Turkey envoy returns to Vatican after Armenia 'genocide' row

Ankara's envoy will return to the Holy See, after the country withdrew its ambassador last year when Pope Francis used 'the g word'.
2 min read
04 February, 2016
Turkey has long denied that its massacre of Armenians was a "genocide" [Getty]
Turkey says it will send its ambassador back to the Vatican, after recalling him last year in a row over Pope Francis' use of the word "genocide" to describe the massacres of Armenians by Ottoman forces during the First World War.

The foreign ministry said its decision came after the Vatican published a statement welcoming Ankara's willingness - first expressed in 2005 - to create a commission of Turkish and Armenian historians to study the 1915 killings.

"In this context... the decision has been taken to send our ambassador, Mehmet Pacaci, back to the Vatican," ministry spokesman Tanju Bilgic said in a statement.
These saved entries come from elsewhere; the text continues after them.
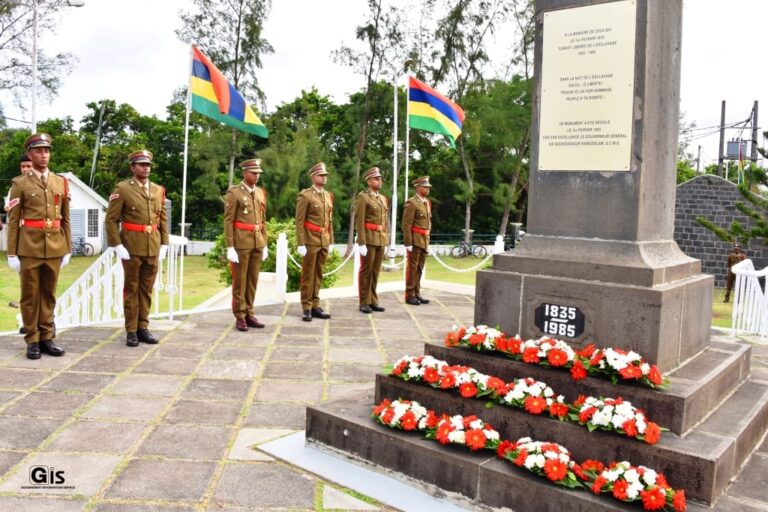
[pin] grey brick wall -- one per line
(711, 197)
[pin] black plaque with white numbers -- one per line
(559, 321)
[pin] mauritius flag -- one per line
(215, 97)
(431, 111)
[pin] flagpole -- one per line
(184, 177)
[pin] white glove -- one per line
(122, 252)
(14, 263)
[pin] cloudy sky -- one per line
(127, 51)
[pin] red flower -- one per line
(431, 375)
(531, 355)
(630, 372)
(408, 421)
(475, 439)
(653, 499)
(468, 390)
(557, 357)
(558, 409)
(630, 427)
(535, 405)
(678, 501)
(555, 469)
(620, 490)
(578, 371)
(652, 433)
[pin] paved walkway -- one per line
(176, 426)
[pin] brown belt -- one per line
(41, 223)
(145, 228)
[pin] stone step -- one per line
(695, 388)
(702, 462)
(448, 471)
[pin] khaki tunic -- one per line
(243, 207)
(128, 203)
(39, 250)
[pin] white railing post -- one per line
(281, 266)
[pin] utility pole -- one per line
(722, 141)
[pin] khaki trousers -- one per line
(39, 277)
(245, 279)
(140, 273)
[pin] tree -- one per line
(230, 32)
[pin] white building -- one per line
(86, 213)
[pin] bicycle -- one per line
(466, 248)
(80, 246)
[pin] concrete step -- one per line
(695, 388)
(702, 462)
(448, 471)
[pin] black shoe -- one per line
(50, 348)
(146, 337)
(319, 313)
(131, 339)
(33, 350)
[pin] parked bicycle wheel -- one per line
(459, 251)
(479, 251)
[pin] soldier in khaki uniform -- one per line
(371, 222)
(314, 235)
(417, 222)
(246, 236)
(141, 242)
(39, 243)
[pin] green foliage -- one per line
(217, 258)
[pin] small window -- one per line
(93, 223)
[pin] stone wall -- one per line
(714, 198)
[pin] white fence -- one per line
(750, 303)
Turkey recalled its ambassador in April last year, days away from the 100th anniversary of what the pope described as "the first genocide of the 20th century".

A furious Ankara accused the pope of a "selective overview" of the First World War and "ignoring the atrocities suffered by the Turkish and Muslim peoples who lost their lives" in favour of concentrating on Christians - and, above all, Armenians.

Armenians say as many as 1.5 million of their kin were slaughtered between 1915 and 1917 as the Ottoman Empire was falling apart, and have long sought to win international recognition of the massacres as genocide.

But Turkey rejects the claims, arguing that 300,000 to 500,000 Armenians and as many Turks died in civil strife when Armenians rose up against their Ottoman rulers and sided with invading Russian troops.